Rampant Cash Hoarding Yields Strong Dividends, but Hampers Growth

July 9th, 2013
in contributors, syndication

Written by , Profit Confidential

The seesaw action in both the bond and stock markets is emblematic of this overly monetized world.

With all the cash sloshing around, and the huge cash balances swelling at big U.S. corporations, the solution to economic mediocrity is clear: get corporations to spend on new business operations.

But so far, this has proven to be very difficult. It's just so much easier for corporations to buy back more shares and increase dividends. Investors win near-term, but longer-term, the economy loses.

Follow up:

And this is already noticeable in this quarter's flat earnings reports. The numbers have been trickling in, but cash and cash equivalents are still going up. Dividends are also going up on flat numbers to keep shareholders happy.

Arguably, many large U.S. corporations are in excellent financial shape. Balance sheets have never been better for all kinds of companies.

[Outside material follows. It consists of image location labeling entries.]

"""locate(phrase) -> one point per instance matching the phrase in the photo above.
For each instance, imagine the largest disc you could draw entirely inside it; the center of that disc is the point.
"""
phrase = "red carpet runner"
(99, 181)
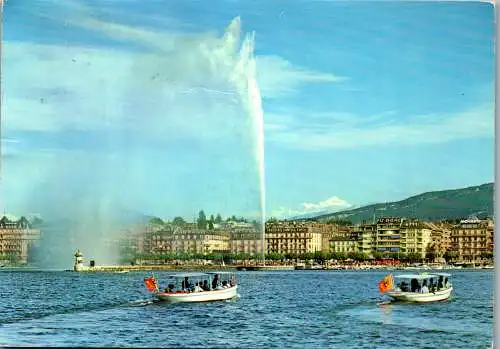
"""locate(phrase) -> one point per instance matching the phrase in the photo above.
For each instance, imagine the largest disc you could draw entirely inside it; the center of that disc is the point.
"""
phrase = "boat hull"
(421, 297)
(204, 296)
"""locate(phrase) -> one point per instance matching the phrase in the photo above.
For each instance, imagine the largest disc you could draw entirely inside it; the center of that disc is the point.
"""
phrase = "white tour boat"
(195, 287)
(422, 288)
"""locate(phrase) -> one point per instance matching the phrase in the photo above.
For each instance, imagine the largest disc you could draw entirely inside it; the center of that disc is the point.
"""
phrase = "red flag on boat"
(151, 283)
(386, 284)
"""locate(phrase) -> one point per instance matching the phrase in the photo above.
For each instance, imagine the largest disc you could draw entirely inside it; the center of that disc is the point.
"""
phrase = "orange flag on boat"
(151, 283)
(386, 284)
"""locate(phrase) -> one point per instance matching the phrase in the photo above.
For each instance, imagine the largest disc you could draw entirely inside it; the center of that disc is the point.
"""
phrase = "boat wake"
(140, 303)
(389, 313)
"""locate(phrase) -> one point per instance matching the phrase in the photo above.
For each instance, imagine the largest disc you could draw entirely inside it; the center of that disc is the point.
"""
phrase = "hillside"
(435, 205)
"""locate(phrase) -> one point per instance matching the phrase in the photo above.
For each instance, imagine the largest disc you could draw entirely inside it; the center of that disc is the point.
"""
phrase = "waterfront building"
(245, 238)
(173, 239)
(17, 236)
(294, 237)
(472, 238)
(415, 237)
(344, 245)
(388, 235)
(440, 237)
(364, 234)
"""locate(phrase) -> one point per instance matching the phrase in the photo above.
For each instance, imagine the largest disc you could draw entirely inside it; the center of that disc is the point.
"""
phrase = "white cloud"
(180, 86)
(343, 130)
(332, 202)
(278, 77)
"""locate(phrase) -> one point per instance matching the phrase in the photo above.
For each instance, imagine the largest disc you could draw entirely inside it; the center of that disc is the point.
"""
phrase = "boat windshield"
(422, 283)
(197, 282)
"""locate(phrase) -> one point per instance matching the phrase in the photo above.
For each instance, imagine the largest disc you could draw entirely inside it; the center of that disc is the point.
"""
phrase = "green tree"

Even General Mills, Inc. (GIS), which just reported earnings results that basically met expectations, has seen huge cash gains. The company's cash and cash equivalents position jumped to $741.4 million, way up from $471.2 million comparatively. That's a surprising jump for such a mature, predictable business.

And the company said that it plans to reduce its average net diluted shares outstanding this fiscal year by two percent.

The unwillingness of corporations to make new investments is holding back U.S. gross domestic product (GDP) growth.

According to Forbes, 2012 saw U.S. non-financial companies grow their cash balances by an additional $130 billion, bringing total corporate cash positions to a record $1.45 trillion.

Of this cash, approximately 58% is being kept overseas.

Some of the biggest cash hoarders are Apple Inc. (AAPL), Microsoft Corporation (MSFT), Google Inc. (GOOG), Pfizer Inc. (PFE), and Cisco Systems, Inc. (CSCO).

The technology sector is obviously the leading hoarder, followed by the healthcare/pharma sector, then consumer products companies. Not surprisingly, there have been a lot of increased quarterly dividends from companies in these sectors.

I'm a believer in raising dividends and dividend reinvestment for investment success. Rising cash balances, therefore, increase the probability of increased dividends this earnings season. (See "Equity Market Super Stock Adding Up to Solid Returns.")

But the financial wealth is, in a sense, a Wall Street success, not Main Street. The two can't diverge perpetually.

It's been a good three years for dividends as corporations have returned increasing amounts of excess cash. In order for corporations to be enticed to invest and repatriate cash from abroad, a major overhaul of U.S. tax policy will be required-and that is a very tall order.

So practically, it's likely that the status quo will continue to prevail. Mediocre earnings results should continue to be peppered with increasing dividends and more share buybacks.

Even though capital markets are bouncing all over the place, with this fundamental backdrop from corporations, blue chips that pay dividends continue to offer the best risk-adjusted returns.